3 The trial court denied Father’s motion for reconsideration, finding no legal basis to support it. In connection with that ruling, the trial court denied Father’s request to present testimony from three new witnesses. The trial court also denied Father’s request to modify child custody and visitation, concluding it had no basis to do so and that such an order was not in the best interest of the Child. With respect to child support, the trial court corrected an error regarding the timeshare percentage used in the DissoMaster calculation. As a result of that correction, Father’s monthly child support payment for the period beginning October 1, 2024, was increased from $1,758 to $1,885. Based on evidence that Father had recently become unemployed, the trial court reduced Father’s child support obligation to zero effective December 1, 2024, although it reserved jurisdiction over retroactivity on that issue. The trial court awarded attorney fees to Mother in the additional amount of $10,000 pursuant to Family Code sections 7605 and 3044, and it declined to reduce the amount of the prior attorney fee award. On April 8, 2025, Father filed a notice of appeal, which stated that he was appealing from orders dated October 25, 2024, November 7, 2024, and March 25, 2025. We subsequently issued an order stating that the appeal may proceed as to the orders dated October 25, 2024, and March 25, 2025. II. DISCUSSION Representing himself without counsel, Father challenges both the October 25, 2024 and March 25, 2025 orders. We discuss each order in turn.
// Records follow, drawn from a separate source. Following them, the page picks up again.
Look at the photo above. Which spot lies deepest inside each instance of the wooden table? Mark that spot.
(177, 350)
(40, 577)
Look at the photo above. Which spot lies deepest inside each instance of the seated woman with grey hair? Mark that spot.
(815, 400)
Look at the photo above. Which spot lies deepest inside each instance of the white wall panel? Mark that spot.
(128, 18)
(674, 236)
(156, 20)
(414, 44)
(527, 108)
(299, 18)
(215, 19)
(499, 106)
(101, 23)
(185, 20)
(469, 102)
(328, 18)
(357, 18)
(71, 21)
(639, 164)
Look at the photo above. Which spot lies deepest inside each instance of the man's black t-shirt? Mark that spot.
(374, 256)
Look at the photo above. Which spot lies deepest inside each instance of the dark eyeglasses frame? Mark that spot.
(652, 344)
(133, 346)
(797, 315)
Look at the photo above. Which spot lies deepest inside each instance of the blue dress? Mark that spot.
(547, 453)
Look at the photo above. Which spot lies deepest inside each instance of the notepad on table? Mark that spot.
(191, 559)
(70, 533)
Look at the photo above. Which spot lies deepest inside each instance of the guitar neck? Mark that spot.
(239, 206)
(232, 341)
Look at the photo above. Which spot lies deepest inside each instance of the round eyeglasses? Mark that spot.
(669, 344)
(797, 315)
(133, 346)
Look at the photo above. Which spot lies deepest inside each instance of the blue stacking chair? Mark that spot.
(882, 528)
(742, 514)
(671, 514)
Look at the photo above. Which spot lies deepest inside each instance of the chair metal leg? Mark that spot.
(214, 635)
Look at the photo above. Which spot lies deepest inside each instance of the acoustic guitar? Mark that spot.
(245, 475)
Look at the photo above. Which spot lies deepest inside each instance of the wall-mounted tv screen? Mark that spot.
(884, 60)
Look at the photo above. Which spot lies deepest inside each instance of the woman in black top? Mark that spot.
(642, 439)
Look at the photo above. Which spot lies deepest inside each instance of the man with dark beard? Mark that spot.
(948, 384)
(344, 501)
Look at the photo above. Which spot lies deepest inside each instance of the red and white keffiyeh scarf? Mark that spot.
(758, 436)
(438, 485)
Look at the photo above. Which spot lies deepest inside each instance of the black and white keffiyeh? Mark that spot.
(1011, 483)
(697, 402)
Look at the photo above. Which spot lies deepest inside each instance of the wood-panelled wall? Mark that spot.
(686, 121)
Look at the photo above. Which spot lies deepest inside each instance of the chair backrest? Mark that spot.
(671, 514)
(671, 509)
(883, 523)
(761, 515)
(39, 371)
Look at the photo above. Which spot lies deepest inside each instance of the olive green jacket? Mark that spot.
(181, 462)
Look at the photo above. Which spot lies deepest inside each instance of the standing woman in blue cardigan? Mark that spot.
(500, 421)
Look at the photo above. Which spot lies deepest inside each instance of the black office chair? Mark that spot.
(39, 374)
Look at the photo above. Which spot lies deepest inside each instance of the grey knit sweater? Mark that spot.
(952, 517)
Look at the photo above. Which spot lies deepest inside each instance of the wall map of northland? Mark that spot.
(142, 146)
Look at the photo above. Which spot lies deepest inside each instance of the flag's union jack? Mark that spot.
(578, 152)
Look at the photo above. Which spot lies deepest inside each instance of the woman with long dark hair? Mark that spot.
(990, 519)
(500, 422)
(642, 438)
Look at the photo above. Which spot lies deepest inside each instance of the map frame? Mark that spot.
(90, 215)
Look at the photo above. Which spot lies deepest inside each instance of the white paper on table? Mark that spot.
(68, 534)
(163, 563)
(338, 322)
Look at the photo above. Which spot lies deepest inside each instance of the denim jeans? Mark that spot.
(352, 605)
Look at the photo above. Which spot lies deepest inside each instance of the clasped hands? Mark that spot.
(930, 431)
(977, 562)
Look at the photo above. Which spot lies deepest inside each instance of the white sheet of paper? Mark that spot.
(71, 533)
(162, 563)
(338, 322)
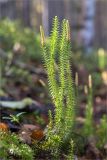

4 A. The Trial Court’s October 25, 2024 Order 1. Challenges to Evidentiary Rulings Many of Father’s arguments regarding the October 25, 2024 order center on his contention that the trial court (1) improperly admitted certain evidence introduced by Mother, and (2) improperly failed to admit other evidence favorable to Father. According to Father, in the absence of those purported errors, he would have obtained a more favorable outcome. As we will explain, Father’s argument fails on multiple grounds. First, to obtain reversal, Father must do more than identify evidentiary errors committed by the trial court; he must also show that those errors were prejudicial. “Claims of evidentiary error under California law are reviewed for prejudice applying the ‘miscarriage of justice’ or ‘reasonably probable’ harmless error standard of People v. Watson (1956) 46 Cal.2d 818, 836, that is embodied in article VI, section 13 of the California Constitution. Under the Watson harmless error standard, it is the burden of appellants to show that it is reasonably probable that they would have received a more favorable result at trial had the error not occurred.” (Christ v.